Cloud Users - You can use this patch on 2.3.2 to fix this issue without waiting on a support ticket.

diff --git a/vendor/magento/framework/Encryption/Encryptor.php b/vendor/magento/framework/Encryption/Encryptor.php
index 4bc1b2589362..4bb4bba9d11f 100644
--- a/vendor/magento/framework/Encryption/Encryptor.php
+++ b/vendor/magento/framework/Encryption/Encryptor.php
@@ -162,7 +162,7 @@ public function __construct(
      */
     public function getLatestHashVersion(): int
     {
-        if (extension_loaded('sodium')) {
+        if (extension_loaded('sodium') && defined('SODIUM_CRYPTO_PWHASH_ALG_ARGON2ID13')) {
             return self::HASH_VERSION_ARGON2ID13;
         }

Hi @pmsteil. Thank you for your report.
The issue has been fixed in magento/magento2#23866 by @matei in 2.3-develop branch
Related commit(s):

• 856d3e903ae807a005bbc3a82cae42d740eeccaf
• eea95a070aba7dc81c1b6d9d03933a4c4e352077

The fix will be available with the upcoming 2.3.3 release.
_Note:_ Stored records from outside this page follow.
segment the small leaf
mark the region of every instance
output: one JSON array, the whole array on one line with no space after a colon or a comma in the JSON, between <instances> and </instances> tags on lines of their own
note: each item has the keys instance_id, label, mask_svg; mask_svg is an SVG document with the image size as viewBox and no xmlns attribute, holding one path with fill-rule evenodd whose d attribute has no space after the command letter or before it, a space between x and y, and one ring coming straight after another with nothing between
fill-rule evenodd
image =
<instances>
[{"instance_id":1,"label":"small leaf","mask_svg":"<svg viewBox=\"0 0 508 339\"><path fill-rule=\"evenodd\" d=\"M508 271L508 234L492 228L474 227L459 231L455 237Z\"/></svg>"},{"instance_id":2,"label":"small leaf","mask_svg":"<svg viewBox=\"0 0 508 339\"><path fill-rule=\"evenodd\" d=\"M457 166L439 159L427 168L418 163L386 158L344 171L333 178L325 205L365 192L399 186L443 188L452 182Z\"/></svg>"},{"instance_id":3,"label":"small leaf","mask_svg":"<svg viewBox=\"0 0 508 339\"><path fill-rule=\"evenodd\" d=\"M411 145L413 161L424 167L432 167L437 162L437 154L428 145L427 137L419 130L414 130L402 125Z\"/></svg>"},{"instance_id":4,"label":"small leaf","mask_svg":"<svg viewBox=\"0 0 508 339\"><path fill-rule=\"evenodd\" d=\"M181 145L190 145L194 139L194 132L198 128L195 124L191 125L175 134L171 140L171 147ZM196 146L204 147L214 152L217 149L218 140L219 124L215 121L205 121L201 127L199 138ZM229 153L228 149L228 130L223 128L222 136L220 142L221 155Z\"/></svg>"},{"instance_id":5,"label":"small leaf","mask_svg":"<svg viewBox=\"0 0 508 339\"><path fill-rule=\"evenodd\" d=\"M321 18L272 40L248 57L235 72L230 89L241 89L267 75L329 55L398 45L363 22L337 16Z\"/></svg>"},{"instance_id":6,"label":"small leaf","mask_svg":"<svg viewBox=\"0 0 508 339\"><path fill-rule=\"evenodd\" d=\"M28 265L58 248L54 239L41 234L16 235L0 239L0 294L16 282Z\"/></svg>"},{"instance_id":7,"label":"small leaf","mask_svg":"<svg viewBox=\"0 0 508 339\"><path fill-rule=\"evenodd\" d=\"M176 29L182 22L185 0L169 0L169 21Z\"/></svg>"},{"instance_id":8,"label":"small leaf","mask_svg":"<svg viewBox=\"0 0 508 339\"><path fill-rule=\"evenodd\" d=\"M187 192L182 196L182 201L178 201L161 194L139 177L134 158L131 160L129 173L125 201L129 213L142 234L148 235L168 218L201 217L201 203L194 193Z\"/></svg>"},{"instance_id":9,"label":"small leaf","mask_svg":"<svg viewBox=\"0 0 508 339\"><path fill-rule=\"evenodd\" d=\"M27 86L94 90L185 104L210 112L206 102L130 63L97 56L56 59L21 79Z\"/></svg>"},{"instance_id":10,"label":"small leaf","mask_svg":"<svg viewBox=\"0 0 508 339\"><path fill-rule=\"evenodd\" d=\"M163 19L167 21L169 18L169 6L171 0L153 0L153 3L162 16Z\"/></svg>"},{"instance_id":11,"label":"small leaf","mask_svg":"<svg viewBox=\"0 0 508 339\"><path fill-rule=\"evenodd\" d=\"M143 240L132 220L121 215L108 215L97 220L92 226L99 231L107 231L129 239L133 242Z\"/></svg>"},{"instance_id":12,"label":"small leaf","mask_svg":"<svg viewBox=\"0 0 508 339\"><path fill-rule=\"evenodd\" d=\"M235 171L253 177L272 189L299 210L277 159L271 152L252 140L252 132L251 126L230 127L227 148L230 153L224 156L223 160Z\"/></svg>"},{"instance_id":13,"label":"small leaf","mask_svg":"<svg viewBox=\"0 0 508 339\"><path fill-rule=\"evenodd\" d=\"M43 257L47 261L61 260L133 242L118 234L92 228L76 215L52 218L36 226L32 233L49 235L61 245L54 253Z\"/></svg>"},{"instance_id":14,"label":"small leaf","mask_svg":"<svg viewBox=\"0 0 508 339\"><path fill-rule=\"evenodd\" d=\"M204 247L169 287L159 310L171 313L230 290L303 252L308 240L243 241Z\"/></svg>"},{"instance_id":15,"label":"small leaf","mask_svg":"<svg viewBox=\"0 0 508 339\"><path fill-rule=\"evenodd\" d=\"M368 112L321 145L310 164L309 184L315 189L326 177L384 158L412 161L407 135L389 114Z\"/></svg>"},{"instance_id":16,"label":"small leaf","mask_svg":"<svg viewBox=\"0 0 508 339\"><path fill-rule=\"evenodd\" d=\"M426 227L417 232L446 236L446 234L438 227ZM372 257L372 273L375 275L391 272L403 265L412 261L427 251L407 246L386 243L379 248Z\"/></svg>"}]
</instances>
For those interested: none of the above solutions worked for me in my Docker setup. What eventually did work, was compiling libsodium manually:

RUN wget https://download.libsodium.org/libsodium/releases/LATEST.tar.gz
RUN tar xvzf LATEST.tar.gz
RUN cd libsodium-stable && \
    ./configure && \
    make && make check && \
    make install

RUN docker-php-ext-install sodium

Didn't try kanduvisla solution but this works for me with php 7.2

RUN curl -O https://download.libsodium.org/libsodium/releases/libsodium-1.0.18.tar.gz \
    && tar xfvz libsodium-1.0.18.tar.gz \
    && cd libsodium-1.0.18 \
    && ./configure \
    && make && make install \
    && pecl install -f libsodium

The multiple "already defined constant" warnings are related to paragonie/sodium_compat lib. It was reported and fixed as described there on #107.

It was fixed on paragonie's project on Nov 8, and published on the release 1.12.1.
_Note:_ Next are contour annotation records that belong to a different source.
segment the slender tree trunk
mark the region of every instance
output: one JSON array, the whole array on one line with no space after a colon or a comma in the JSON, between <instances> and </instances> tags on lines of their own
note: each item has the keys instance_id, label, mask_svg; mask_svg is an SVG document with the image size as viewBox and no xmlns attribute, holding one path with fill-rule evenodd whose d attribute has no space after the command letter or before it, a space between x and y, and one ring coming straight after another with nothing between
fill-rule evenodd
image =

Basically if you installed Magento 2 recently you may not have this problem regardless your libsodium version.

Going deeper

The paragonie includes those constants based on the existence of SODIUM_LIBRARY_VERSION_MAJOR constant, which was removed in earlier versions of libsodium (#misfortune). In newer versions, they've updated the constant to another one under vendor/paragonie/sodium_compat/autoload.php:50.

Quick fix

Update your paragonie/sodium_compat with composer update --ignore-platform-reqs paragonie/sodium_compat.